AgentSkillsCN

Tool Call Debug

工具调用调试

SKILL.md

Tool Call Debugging Skill

Systematic process for debugging Claude tool call failures that pass client-side validation but fail on the Honeycomb API.

IMPORTANT: All test scripts should be created in /tmp/, NOT in this skill directory.

When to Use

  • Tool call passes Pydantic validation but API returns 400/422 error
  • Error message: "A query with the same QueryID can only be added to a board once"
  • Suspicion of missing field mappings or silent data loss
  • Need to verify tool input → builder → API flow

Debugging Process

Phase 1: Analyze the Error

  1. Capture the exact error message

    • Full API error text
    • HTTP status code (400, 422, etc.)
    • Tool name and full input JSON
  2. Identify error category

    • Duplicate resources (same QueryID, same email, etc.)
    • Validation errors (invalid field values)
    • Missing required fields
    • Constraint violations

Phase 2: Validate Tool Input

Check if client-side validation catches the error:

python
from honeycomb.models.tool_inputs import BoardToolInput  # or TriggerToolInput, SLOToolInput
from pydantic import ValidationError

try:
    validated = BoardToolInput.model_validate(tool_input)
    print("✓ Validation passed - error is NOT caught client-side")
    print("→ Need to add validation or fix field mapping")
except ValidationError as e:
    print("✓ Validation caught it - error message:")
    print(e.errors()[0]["msg"])

Phase 3: Trace Field Mapping

Check if tool input fields are properly mapped to builders:

python
from honeycomb.tools.builders import _build_board
from honeycomb.validation.boards import generate_query_signature

# Build from tool input
builder = _build_board(tool_input)
bundle = builder.build()

# Inspect each query panel
for i, qb_panel in enumerate(bundle.query_builder_panels, 1):
    qb = qb_panel.builder
    spec = qb.build()
    api_payload = spec.model_dump_for_api()

    print(f"Panel {i}: {qb.get_name()}")
    print(f"  Tool input granularity: {tool_input['inline_query_panels'][i-1].get('granularity')}")
    print(f"  Spec granularity: {spec.granularity}")
    print(f"  API payload granularity: {api_payload.get('granularity', 'OMITTED')}")
    print(f"  Signature: {hash(generate_query_signature(validated.inline_query_panels[i-1]))}")

Look for:

  • Fields present in tool_input but missing from spec
  • Fields present in tool_input but not in API payload
  • Duplicate signatures indicating same QueryID

Phase 4: Live API Testing

Test against real API to understand actual behavior.

Step 1: Use the template or create your own script in /tmp/:

bash
# Copy the template
cp .claude/skills/tool-call-debug/template_live_test.py /tmp/test_my_tool.py

# Or create from scratch in /tmp/ (NOT in .claude/skills/!)

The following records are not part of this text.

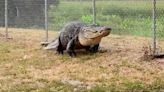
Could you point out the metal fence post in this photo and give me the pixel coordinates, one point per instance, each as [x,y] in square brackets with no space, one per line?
[154,27]
[46,21]
[94,11]
[6,19]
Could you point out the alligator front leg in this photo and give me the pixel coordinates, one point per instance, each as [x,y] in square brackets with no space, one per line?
[71,48]
[94,48]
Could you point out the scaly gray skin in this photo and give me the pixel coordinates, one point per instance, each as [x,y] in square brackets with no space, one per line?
[76,35]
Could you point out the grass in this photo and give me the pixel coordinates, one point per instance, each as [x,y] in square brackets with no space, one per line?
[25,66]
[125,17]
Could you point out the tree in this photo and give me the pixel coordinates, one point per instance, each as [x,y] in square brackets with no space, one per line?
[24,13]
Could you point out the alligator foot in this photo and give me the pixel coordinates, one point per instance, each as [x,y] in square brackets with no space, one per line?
[71,53]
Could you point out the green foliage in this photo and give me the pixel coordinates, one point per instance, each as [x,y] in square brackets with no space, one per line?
[87,19]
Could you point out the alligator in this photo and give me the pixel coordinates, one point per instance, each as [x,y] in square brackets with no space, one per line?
[77,35]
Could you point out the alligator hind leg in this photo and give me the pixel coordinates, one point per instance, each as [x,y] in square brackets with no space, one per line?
[71,48]
[60,47]
[94,48]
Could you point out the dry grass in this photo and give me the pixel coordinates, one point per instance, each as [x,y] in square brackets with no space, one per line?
[25,66]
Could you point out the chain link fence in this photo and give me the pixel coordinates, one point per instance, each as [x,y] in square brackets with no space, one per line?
[126,17]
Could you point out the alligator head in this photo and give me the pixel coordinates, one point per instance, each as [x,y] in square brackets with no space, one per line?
[92,35]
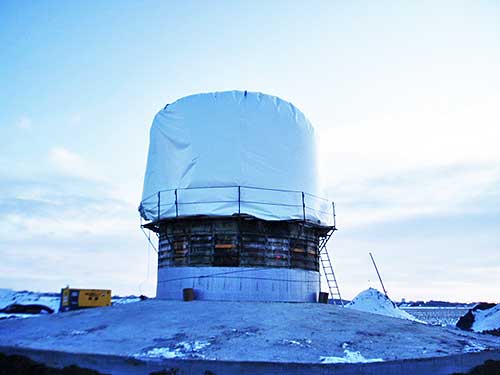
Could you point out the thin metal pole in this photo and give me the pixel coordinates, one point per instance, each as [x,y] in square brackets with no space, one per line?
[378,274]
[334,216]
[239,199]
[176,205]
[303,207]
[159,195]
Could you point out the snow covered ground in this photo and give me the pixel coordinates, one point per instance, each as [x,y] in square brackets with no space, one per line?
[372,301]
[52,300]
[487,320]
[239,331]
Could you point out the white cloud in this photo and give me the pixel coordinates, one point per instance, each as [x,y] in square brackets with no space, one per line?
[24,123]
[449,190]
[71,164]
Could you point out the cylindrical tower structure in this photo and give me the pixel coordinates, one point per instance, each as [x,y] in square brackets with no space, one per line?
[231,191]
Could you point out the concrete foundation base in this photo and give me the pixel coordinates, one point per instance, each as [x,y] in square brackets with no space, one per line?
[239,284]
[110,364]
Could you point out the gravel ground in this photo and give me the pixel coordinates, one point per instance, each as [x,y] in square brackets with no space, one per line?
[239,331]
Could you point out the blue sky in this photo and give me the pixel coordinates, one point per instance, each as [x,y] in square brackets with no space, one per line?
[405,97]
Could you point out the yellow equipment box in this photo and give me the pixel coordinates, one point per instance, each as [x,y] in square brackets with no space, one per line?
[74,299]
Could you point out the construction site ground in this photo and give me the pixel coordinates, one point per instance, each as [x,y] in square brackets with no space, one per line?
[155,334]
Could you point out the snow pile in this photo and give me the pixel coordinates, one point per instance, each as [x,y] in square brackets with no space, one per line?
[180,350]
[372,301]
[349,357]
[487,320]
[52,300]
[9,297]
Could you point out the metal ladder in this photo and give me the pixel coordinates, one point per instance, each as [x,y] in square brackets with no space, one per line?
[326,264]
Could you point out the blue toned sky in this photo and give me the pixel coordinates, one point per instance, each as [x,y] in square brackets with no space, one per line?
[405,97]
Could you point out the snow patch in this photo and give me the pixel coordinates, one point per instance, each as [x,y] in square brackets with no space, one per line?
[180,350]
[486,320]
[349,357]
[473,347]
[372,301]
[299,342]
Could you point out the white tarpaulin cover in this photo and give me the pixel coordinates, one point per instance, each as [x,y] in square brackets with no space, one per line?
[232,152]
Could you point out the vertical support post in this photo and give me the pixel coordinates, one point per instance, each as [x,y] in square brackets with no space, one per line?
[378,274]
[159,195]
[334,217]
[303,207]
[239,200]
[176,205]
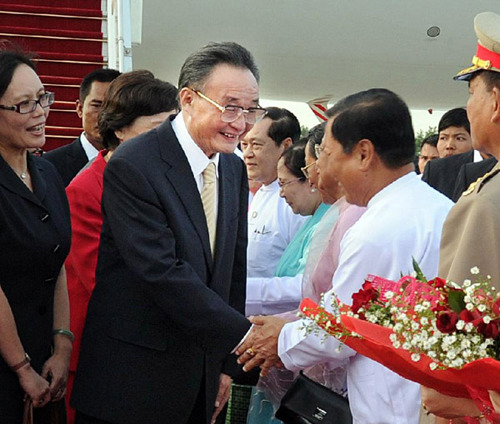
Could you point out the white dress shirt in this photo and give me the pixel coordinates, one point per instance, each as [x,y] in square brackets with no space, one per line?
[402,221]
[197,159]
[271,226]
[89,150]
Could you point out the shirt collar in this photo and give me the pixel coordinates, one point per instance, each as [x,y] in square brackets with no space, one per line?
[198,160]
[89,150]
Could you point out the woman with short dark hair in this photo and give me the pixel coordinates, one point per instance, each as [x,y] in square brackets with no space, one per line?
[35,341]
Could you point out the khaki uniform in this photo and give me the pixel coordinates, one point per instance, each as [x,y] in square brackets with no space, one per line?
[471,232]
[471,237]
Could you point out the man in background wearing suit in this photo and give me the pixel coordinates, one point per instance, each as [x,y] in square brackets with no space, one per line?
[455,149]
[71,158]
[168,305]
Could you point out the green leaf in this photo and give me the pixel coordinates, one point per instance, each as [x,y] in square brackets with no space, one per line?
[416,268]
[456,300]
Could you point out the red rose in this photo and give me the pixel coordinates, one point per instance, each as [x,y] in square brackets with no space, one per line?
[439,308]
[363,296]
[446,321]
[471,316]
[437,283]
[496,307]
[489,330]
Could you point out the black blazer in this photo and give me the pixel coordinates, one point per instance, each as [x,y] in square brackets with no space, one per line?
[35,237]
[163,316]
[469,173]
[68,160]
[442,173]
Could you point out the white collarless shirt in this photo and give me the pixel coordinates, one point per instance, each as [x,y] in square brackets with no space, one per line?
[271,226]
[402,221]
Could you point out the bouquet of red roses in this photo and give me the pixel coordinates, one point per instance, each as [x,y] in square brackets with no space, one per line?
[435,333]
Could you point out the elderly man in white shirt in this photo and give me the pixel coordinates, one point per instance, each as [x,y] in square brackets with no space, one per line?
[271,222]
[368,147]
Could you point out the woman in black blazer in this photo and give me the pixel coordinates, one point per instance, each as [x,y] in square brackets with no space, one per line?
[35,342]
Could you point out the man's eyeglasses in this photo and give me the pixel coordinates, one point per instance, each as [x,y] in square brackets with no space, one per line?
[285,183]
[305,169]
[231,113]
[28,106]
[318,148]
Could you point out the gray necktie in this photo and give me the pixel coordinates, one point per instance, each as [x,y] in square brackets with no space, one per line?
[208,200]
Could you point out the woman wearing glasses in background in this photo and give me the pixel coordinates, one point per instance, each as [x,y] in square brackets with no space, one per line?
[35,341]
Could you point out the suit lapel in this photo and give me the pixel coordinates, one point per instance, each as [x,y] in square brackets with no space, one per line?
[180,175]
[13,183]
[225,206]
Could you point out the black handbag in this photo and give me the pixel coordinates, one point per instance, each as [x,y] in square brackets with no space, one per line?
[308,402]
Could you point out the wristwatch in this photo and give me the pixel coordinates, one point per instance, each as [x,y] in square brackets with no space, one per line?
[21,364]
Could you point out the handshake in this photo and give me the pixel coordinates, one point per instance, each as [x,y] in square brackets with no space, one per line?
[260,347]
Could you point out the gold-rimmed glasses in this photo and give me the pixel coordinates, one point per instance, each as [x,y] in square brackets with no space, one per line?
[231,113]
[28,106]
[285,183]
[305,169]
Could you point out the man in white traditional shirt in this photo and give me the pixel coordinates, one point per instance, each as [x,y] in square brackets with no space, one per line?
[271,222]
[369,148]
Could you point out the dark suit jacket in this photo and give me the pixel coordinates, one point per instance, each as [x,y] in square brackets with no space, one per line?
[469,173]
[442,173]
[35,235]
[68,160]
[163,316]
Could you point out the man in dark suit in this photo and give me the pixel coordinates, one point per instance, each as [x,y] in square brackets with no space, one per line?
[455,149]
[71,158]
[168,305]
[442,173]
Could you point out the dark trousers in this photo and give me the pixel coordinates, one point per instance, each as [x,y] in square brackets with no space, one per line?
[85,419]
[197,414]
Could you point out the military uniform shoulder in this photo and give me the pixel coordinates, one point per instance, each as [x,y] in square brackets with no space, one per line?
[481,182]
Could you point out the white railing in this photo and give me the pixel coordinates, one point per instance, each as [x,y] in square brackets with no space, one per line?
[121,34]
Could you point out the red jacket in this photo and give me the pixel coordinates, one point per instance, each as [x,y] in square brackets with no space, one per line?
[84,196]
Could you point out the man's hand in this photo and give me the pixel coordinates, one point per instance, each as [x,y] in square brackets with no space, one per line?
[446,406]
[223,394]
[260,348]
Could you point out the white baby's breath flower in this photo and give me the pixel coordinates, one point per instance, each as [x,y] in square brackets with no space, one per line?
[415,357]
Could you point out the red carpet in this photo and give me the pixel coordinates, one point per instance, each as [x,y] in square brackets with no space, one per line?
[67,41]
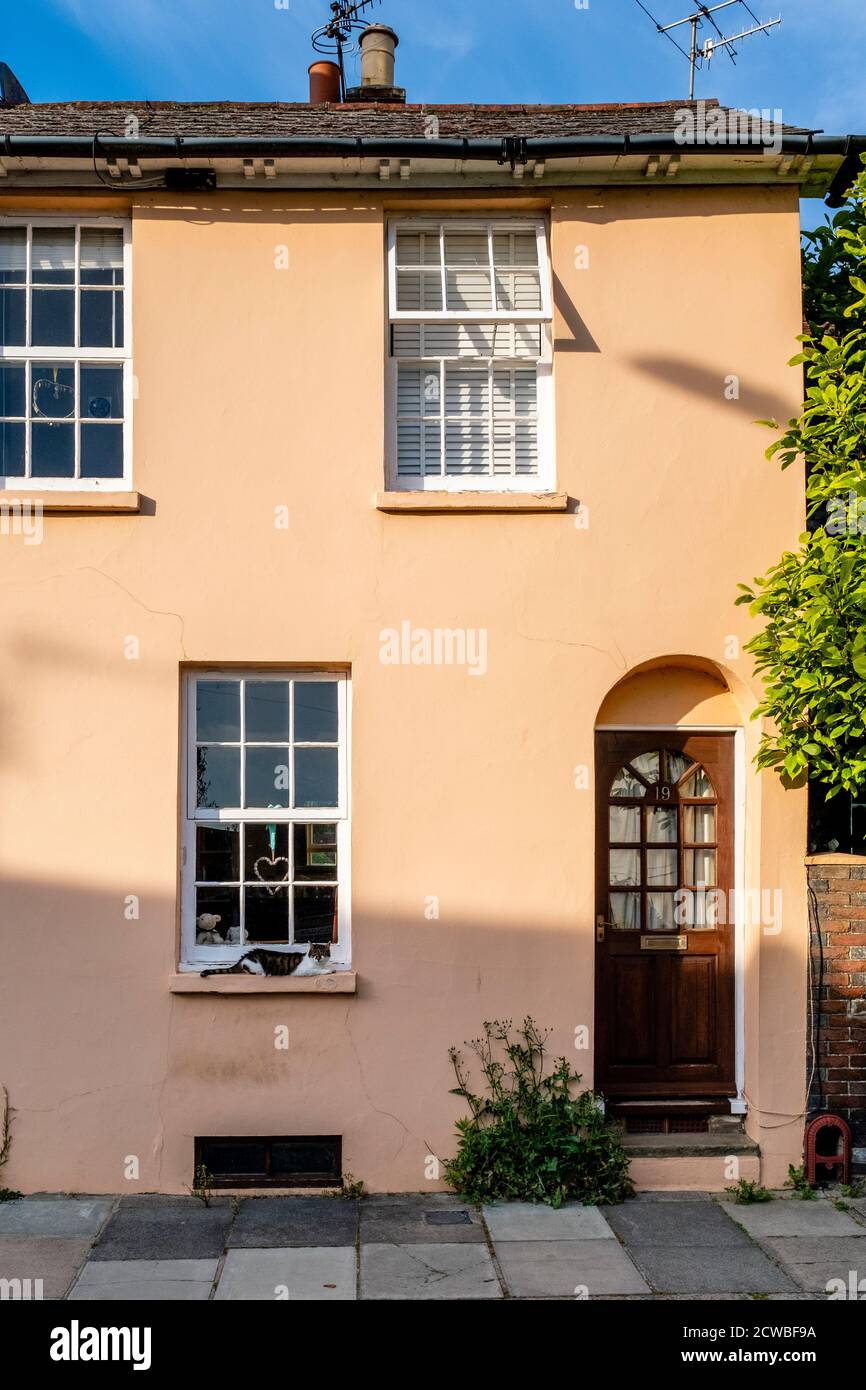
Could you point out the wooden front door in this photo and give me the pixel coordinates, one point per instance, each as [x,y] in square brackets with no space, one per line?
[665,936]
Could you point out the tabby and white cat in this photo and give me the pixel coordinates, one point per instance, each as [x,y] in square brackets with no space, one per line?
[317,961]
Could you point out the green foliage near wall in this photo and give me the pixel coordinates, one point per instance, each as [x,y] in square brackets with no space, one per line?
[812,649]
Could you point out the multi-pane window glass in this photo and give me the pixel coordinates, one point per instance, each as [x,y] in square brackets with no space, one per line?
[662,840]
[61,352]
[469,337]
[267,802]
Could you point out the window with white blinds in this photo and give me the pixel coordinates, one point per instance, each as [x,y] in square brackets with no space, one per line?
[66,369]
[470,355]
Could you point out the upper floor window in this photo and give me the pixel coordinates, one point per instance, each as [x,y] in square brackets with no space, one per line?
[64,353]
[470,356]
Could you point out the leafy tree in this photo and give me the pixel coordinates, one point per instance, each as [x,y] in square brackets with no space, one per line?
[812,651]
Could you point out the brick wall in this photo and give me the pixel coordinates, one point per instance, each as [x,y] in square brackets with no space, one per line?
[838,891]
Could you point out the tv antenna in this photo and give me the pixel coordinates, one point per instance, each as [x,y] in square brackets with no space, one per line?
[335,36]
[698,54]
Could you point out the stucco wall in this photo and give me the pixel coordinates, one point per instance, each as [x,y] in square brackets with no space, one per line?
[259,388]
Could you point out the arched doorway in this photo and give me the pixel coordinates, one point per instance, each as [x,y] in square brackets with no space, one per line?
[665,905]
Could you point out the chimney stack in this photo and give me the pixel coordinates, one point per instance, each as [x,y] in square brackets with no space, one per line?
[324,84]
[377,45]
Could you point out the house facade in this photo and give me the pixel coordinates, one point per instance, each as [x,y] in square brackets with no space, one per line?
[377,481]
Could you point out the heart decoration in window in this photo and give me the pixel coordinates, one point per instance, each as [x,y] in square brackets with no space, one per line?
[270,880]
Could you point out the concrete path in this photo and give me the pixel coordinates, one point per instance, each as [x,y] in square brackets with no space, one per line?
[319,1248]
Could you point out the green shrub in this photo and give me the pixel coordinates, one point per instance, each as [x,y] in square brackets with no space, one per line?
[527,1137]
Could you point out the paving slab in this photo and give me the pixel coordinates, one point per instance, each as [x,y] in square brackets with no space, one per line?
[54,1262]
[704,1269]
[428,1271]
[145,1280]
[63,1218]
[282,1222]
[531,1221]
[569,1268]
[813,1261]
[388,1222]
[293,1275]
[794,1218]
[676,1225]
[166,1228]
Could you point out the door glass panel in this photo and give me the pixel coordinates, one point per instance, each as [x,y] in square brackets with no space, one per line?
[699,911]
[699,824]
[659,911]
[662,868]
[626,784]
[699,868]
[624,866]
[662,824]
[697,786]
[647,765]
[626,911]
[626,824]
[676,765]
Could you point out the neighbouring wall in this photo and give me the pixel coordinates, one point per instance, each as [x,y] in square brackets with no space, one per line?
[837,1061]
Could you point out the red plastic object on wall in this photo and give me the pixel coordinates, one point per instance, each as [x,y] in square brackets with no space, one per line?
[827,1148]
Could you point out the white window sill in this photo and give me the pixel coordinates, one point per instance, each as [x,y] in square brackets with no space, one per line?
[342,982]
[91,503]
[396,502]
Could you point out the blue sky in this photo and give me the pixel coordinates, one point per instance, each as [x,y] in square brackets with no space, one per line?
[452,50]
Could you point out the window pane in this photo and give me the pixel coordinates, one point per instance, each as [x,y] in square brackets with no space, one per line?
[659,911]
[267,777]
[11,451]
[267,915]
[53,317]
[218,712]
[624,824]
[218,777]
[647,765]
[53,256]
[218,854]
[11,317]
[624,866]
[699,824]
[102,256]
[266,855]
[13,391]
[676,765]
[314,852]
[662,868]
[626,911]
[316,777]
[102,392]
[13,255]
[53,451]
[218,902]
[626,784]
[102,451]
[314,915]
[699,868]
[267,712]
[99,319]
[316,715]
[662,824]
[53,391]
[697,786]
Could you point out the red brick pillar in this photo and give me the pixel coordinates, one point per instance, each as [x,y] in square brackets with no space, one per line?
[837,891]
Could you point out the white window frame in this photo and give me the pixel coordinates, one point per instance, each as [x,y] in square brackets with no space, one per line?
[77,356]
[198,957]
[545,478]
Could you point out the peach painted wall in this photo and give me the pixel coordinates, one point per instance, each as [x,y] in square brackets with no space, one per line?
[259,388]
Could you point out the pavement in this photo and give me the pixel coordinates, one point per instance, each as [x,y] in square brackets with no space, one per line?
[319,1248]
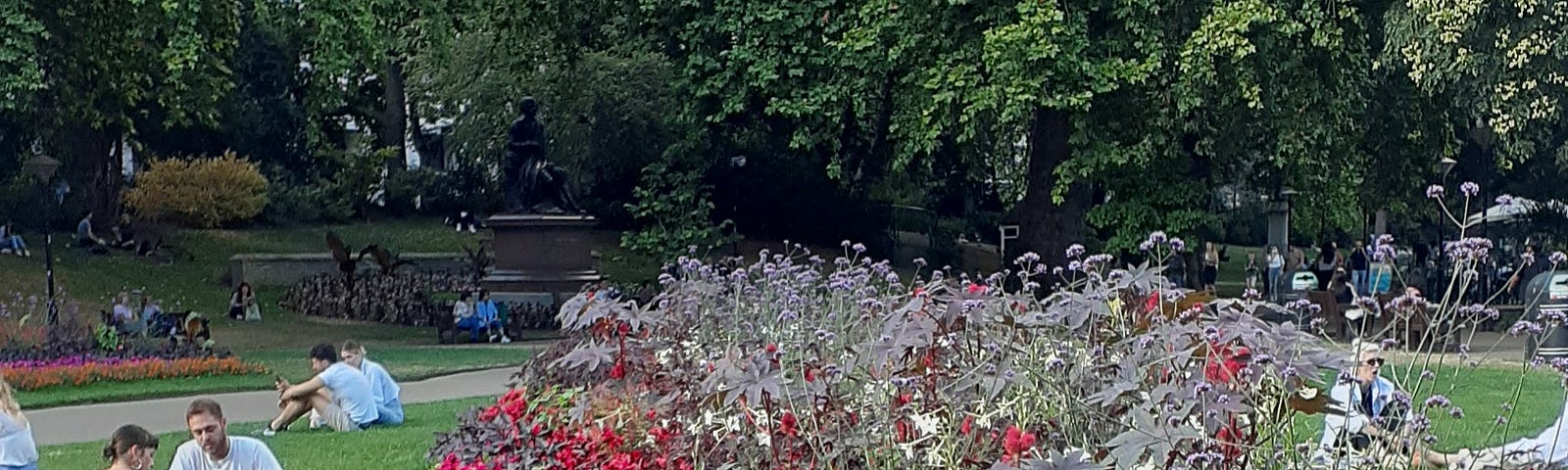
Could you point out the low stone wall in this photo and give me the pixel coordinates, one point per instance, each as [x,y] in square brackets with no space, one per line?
[290,268]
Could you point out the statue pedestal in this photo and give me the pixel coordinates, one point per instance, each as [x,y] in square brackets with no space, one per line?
[541,255]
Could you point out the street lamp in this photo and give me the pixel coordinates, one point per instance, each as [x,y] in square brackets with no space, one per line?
[43,168]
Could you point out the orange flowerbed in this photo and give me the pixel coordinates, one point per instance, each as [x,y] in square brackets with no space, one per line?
[28,378]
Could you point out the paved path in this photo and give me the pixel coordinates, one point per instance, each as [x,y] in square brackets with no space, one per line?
[93,422]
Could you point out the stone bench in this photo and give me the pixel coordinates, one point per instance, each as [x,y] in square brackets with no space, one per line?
[290,268]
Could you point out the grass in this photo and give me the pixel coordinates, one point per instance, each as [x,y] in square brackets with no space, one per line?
[383,448]
[281,339]
[196,284]
[1481,392]
[404,364]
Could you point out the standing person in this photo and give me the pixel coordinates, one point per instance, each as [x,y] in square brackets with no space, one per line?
[130,448]
[212,446]
[1275,266]
[10,240]
[1251,271]
[389,404]
[1211,265]
[1360,263]
[242,305]
[339,392]
[486,315]
[18,448]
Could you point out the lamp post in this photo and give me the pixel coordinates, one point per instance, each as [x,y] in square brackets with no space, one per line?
[44,168]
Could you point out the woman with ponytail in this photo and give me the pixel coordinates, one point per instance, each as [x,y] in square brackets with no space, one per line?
[130,448]
[18,450]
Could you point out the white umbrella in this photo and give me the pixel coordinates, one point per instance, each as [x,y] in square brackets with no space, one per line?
[1515,209]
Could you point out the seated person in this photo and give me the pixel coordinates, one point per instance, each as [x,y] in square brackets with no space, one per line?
[86,239]
[490,317]
[339,392]
[1360,409]
[12,242]
[125,318]
[212,448]
[389,404]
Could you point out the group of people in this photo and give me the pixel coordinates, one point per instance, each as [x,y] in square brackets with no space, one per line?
[347,394]
[145,318]
[1364,419]
[478,317]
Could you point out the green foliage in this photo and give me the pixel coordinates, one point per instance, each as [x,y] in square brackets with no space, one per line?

Step 2: Edit /tmp/test_my_tool.py with your test data:

python
# /tmp/test_my_tool.py
import asyncio
from honeycomb import HoneycombClient
from honeycomb.tools import execute_tool

async def test_live():
    async with HoneycombClient(api_key=api_key) as client:
        dataset = "test-dataset"

        # Send events to create dataset/columns
        events = [
            {"column1": "value1", "column2": 123, ...},
            {"column1": "value2", "column2": 456, ...},
        ]
        for event in events:
            await client.events.send_async(dataset, data=event)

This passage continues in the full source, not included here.